Case ID: ad3d_4/html/0255-01.html
Source: Caselaw Access Project
Author: {"author": "", "license": "Public Domain", "url": "https://static.case.law/"}
Date Created: 2024-08-24T03:29:51.129683

Edward A. Nieman, Appellant, v Sears, Roebuck and Co., Respondent.
    [772 NYS2d 662]
   Order, Supreme Court, New York County (Alice Schlesinger, J.), entered on or about December 11, 2002, which denied plaintiffs renewed motion to vacate the dismissal of the action pursuant to CPLR 3404, unanimously affirmed, without costs.

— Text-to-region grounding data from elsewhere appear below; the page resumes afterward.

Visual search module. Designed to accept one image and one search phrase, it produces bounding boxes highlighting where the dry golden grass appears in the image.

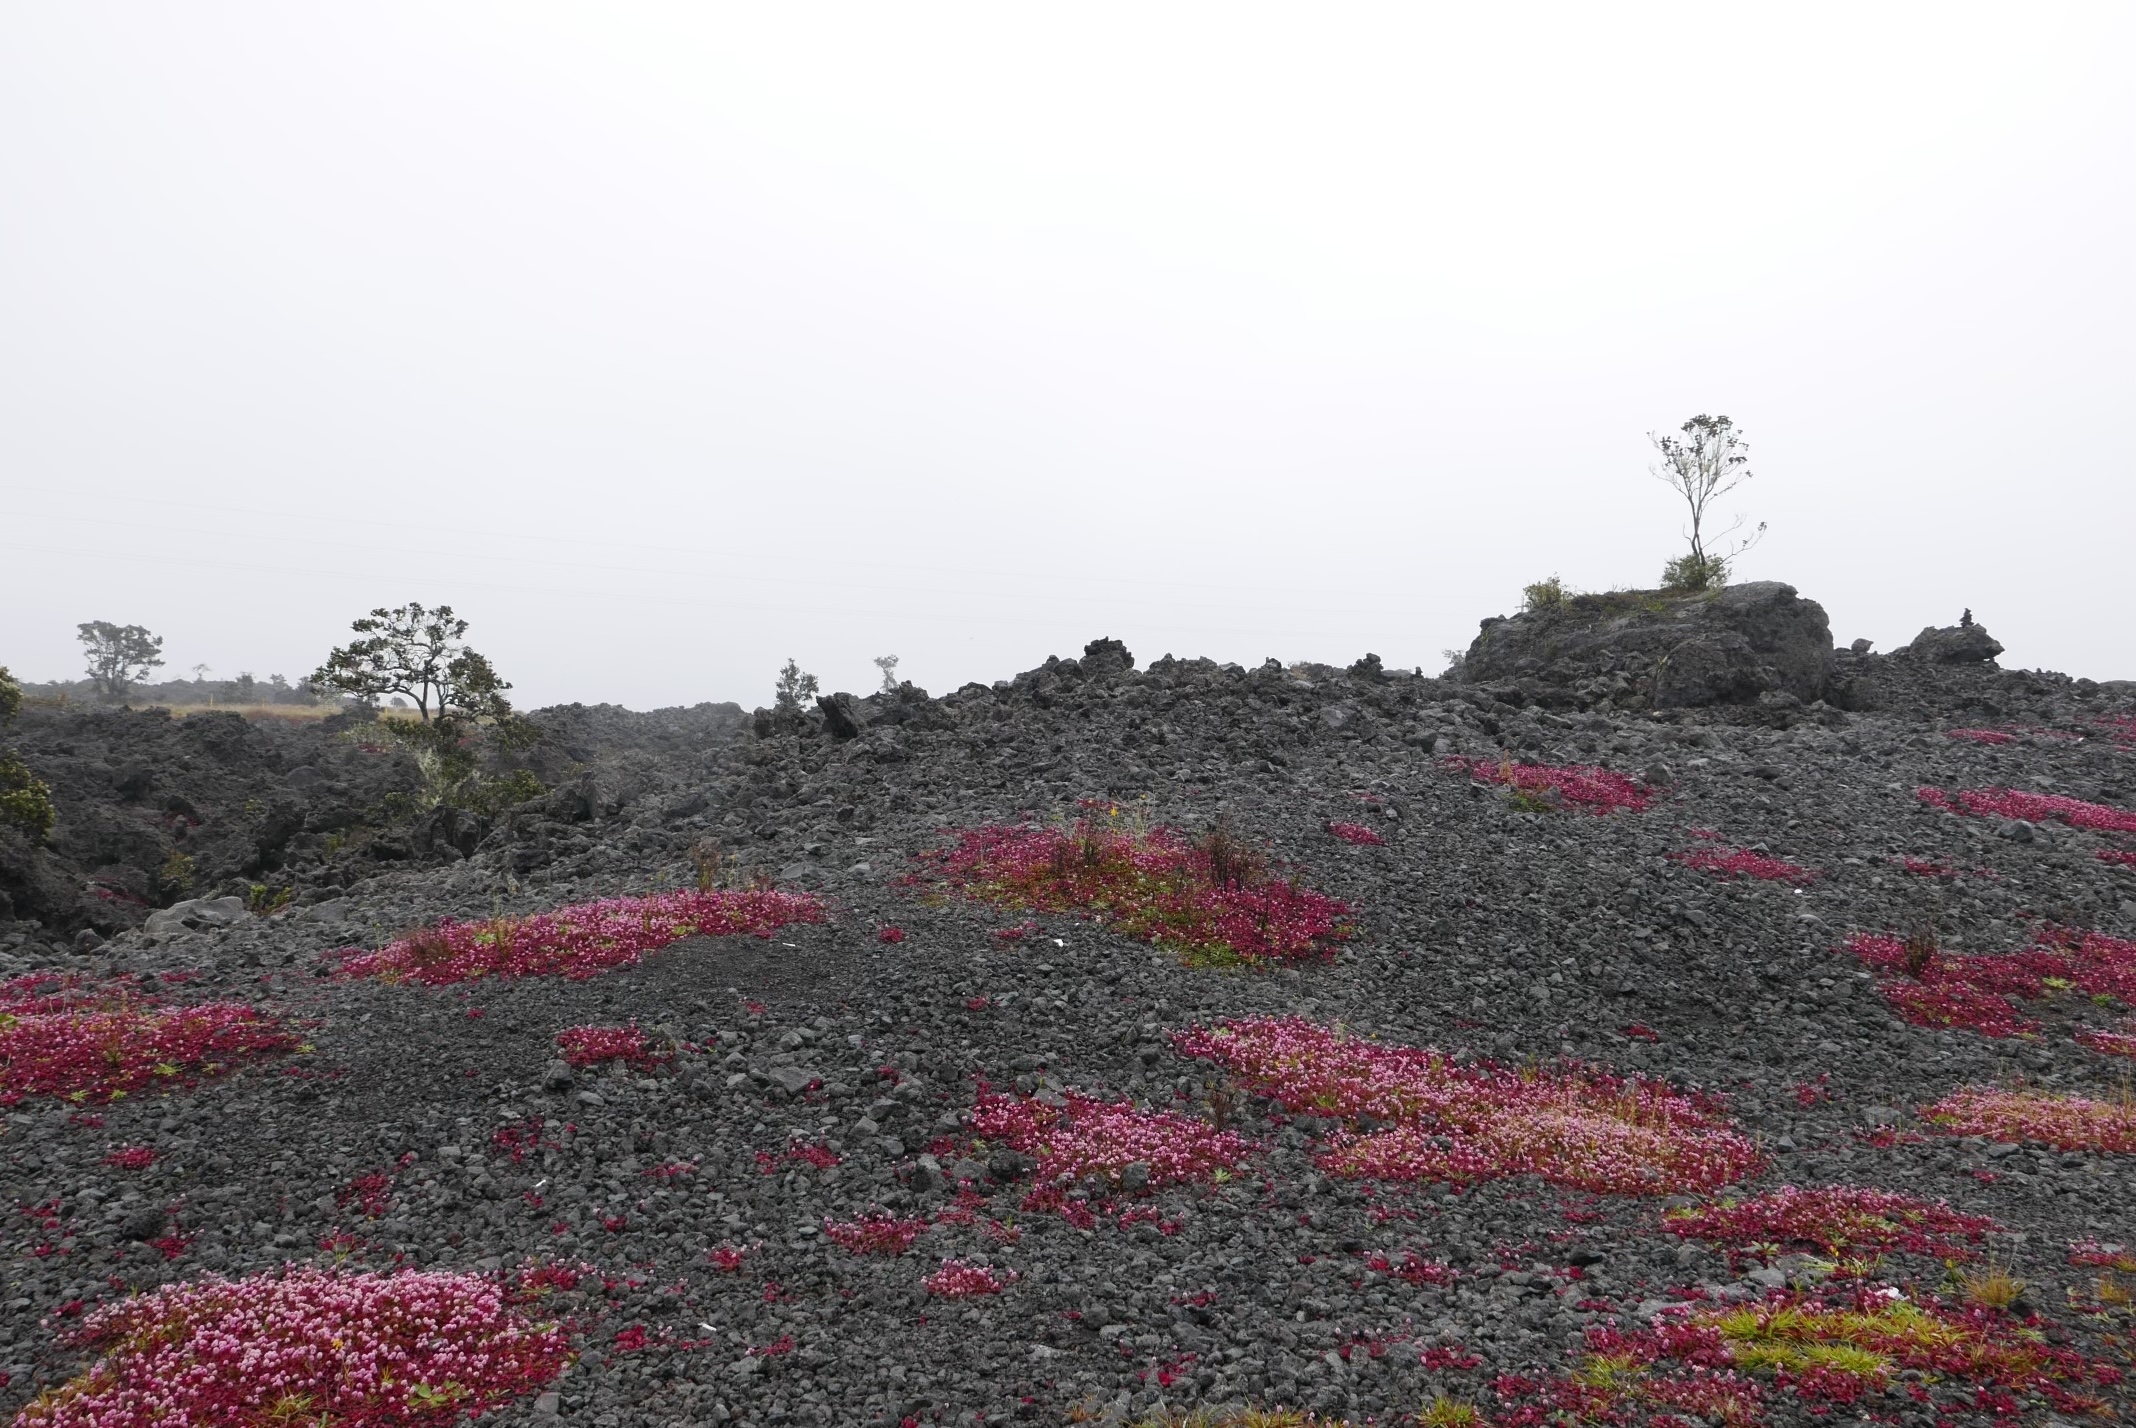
[157,703,344,723]
[1957,1259,2027,1311]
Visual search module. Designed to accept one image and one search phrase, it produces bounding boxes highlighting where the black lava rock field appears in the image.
[4,626,2136,1428]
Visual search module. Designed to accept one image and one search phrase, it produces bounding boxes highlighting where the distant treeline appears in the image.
[24,673,346,709]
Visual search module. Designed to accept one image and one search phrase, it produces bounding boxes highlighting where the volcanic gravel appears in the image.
[3,640,2136,1427]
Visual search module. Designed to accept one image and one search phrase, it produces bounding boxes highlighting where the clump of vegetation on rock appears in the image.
[0,665,56,842]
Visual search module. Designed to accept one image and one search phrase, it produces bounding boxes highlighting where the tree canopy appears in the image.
[312,603,513,725]
[76,622,165,700]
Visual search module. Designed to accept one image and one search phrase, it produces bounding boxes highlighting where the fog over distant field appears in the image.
[2,5,2132,707]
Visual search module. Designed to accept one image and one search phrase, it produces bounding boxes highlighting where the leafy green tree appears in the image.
[773,659,820,715]
[313,604,535,808]
[0,665,19,727]
[77,621,165,700]
[1649,415,1765,591]
[312,603,513,722]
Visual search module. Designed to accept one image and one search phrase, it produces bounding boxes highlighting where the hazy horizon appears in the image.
[6,5,2134,708]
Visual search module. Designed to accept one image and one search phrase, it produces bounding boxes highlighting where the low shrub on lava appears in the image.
[1945,727,2019,745]
[968,1087,1254,1190]
[1843,927,2136,1041]
[0,973,297,1108]
[1918,785,2136,834]
[2076,1021,2136,1058]
[1661,1185,1998,1268]
[1174,1018,1761,1195]
[1666,847,1816,884]
[554,1023,673,1071]
[922,1259,1011,1297]
[910,817,1352,968]
[1326,821,1384,846]
[1441,756,1651,815]
[16,1264,572,1428]
[1493,1287,2119,1427]
[334,887,825,986]
[1922,1086,2136,1154]
[822,1215,928,1256]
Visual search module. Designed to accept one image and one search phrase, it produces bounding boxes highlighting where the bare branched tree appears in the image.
[1649,414,1765,591]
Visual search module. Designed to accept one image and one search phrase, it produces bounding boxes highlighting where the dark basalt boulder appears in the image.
[1460,580,1835,709]
[1895,618,2004,665]
[815,692,866,740]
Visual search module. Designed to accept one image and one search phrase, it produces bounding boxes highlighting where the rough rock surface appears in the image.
[1897,618,2007,665]
[0,698,747,948]
[2,629,2135,1426]
[1460,581,1835,711]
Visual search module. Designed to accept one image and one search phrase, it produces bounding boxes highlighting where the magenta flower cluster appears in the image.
[2076,1022,2136,1058]
[921,1260,1012,1298]
[17,1264,571,1427]
[1174,1018,1761,1195]
[334,888,826,986]
[1666,847,1817,884]
[1662,1184,1998,1267]
[1844,928,2136,1042]
[1440,756,1652,815]
[0,973,296,1108]
[911,820,1353,967]
[1945,727,2020,745]
[822,1215,928,1256]
[968,1087,1253,1190]
[1924,1086,2136,1154]
[554,1024,672,1071]
[1918,785,2136,835]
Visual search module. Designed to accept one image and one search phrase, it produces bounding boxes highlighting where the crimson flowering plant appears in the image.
[16,1264,573,1428]
[1666,847,1816,884]
[554,1024,673,1071]
[491,1116,565,1165]
[2076,1021,2136,1058]
[1360,1249,1456,1286]
[1843,927,2136,1041]
[1174,1018,1762,1196]
[0,972,297,1108]
[334,887,825,986]
[786,1142,840,1171]
[921,1260,1011,1297]
[1918,785,2136,835]
[1661,1185,1998,1269]
[909,817,1352,968]
[822,1214,928,1256]
[1493,1285,2119,1427]
[1922,1085,2136,1154]
[968,1087,1254,1190]
[1441,755,1652,815]
[2068,1238,2136,1272]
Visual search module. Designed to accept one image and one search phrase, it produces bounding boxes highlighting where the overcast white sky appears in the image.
[4,4,2132,709]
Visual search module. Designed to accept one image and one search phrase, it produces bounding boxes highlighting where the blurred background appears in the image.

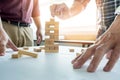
[32,0,97,43]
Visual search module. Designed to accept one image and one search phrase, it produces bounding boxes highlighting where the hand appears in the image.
[36,28,42,45]
[7,39,18,51]
[50,3,70,19]
[0,19,18,56]
[0,36,7,56]
[72,15,120,72]
[0,38,18,56]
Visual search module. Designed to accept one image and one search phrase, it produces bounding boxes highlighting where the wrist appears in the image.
[115,6,120,15]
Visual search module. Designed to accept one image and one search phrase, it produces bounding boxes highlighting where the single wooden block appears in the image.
[45,50,58,53]
[50,35,59,40]
[34,48,41,52]
[18,50,38,58]
[69,49,74,52]
[45,44,58,50]
[45,32,55,36]
[45,44,59,53]
[12,53,21,59]
[76,53,82,57]
[45,27,58,31]
[23,47,29,50]
[40,47,45,50]
[45,39,54,45]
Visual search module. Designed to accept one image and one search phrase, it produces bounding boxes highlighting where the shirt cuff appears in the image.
[115,6,120,15]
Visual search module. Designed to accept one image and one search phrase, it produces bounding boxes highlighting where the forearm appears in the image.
[108,15,120,32]
[69,0,90,17]
[33,16,41,30]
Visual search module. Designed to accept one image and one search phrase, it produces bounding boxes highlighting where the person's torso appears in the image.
[97,0,120,29]
[0,0,34,23]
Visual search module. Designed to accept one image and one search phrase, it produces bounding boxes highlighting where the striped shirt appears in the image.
[97,0,120,31]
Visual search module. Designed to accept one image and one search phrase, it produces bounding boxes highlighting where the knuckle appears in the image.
[96,46,104,52]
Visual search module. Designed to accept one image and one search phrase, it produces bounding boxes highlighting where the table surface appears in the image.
[0,46,120,80]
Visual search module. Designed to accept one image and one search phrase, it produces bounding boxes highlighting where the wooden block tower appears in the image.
[45,18,59,53]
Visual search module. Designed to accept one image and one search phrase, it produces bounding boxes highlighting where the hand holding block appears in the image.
[18,50,38,58]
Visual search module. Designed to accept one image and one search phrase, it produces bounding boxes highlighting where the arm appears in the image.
[70,0,90,17]
[50,0,90,19]
[32,0,42,45]
[72,15,120,72]
[0,18,18,56]
[0,19,8,55]
[33,17,42,45]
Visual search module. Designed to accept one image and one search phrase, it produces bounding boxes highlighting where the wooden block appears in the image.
[34,48,41,52]
[76,53,82,57]
[46,19,59,25]
[54,45,59,50]
[49,34,59,40]
[12,53,21,59]
[23,47,29,50]
[40,47,45,50]
[45,19,59,28]
[45,50,58,53]
[45,31,56,35]
[45,44,59,53]
[81,49,85,53]
[69,49,74,52]
[45,32,58,36]
[45,27,58,31]
[45,39,54,45]
[45,45,58,50]
[18,50,38,58]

We see no reason to, in effect, reconsider our affirmance of the motion court’s denial of plaintiffs original motion to vacate this action’s dismissal pursuant to CPLR 3404 (291 AD2d 291 [2002]). While plaintiff now argues that his case had not yet acquired post-note of issue status at the time of its dismissal and that the dismissal pursuant to CPLR 3404 was thus incorrect (see Johnson v Minskoff & Sons, 287 AD2d 233 [2001]), the argument should have been made, if at all, in the course of litigating the original motion. In any case, even if the argument were properly before us, we would reject it since the action did not in fact qualify for pre-note of issue treatment under Johnson v Minskoff & Sons. A note of issue was filed in this case—and by plaintiff himself. The circumstance that the case was subsequently struck from the trial calendar by reason of plaintiffs failure to meet his pretrial disclosure obligations did not, as plaintiff now contends, restore the case to pre-note status for purposes of determining the applicability of CPLR 3404. Indeed, it is precisely in such circumstances that CPLR 3404, by its express terms, applies. Concur—Tom, J.E, Andrias, Saxe, Ellerin and Marlow, JJ.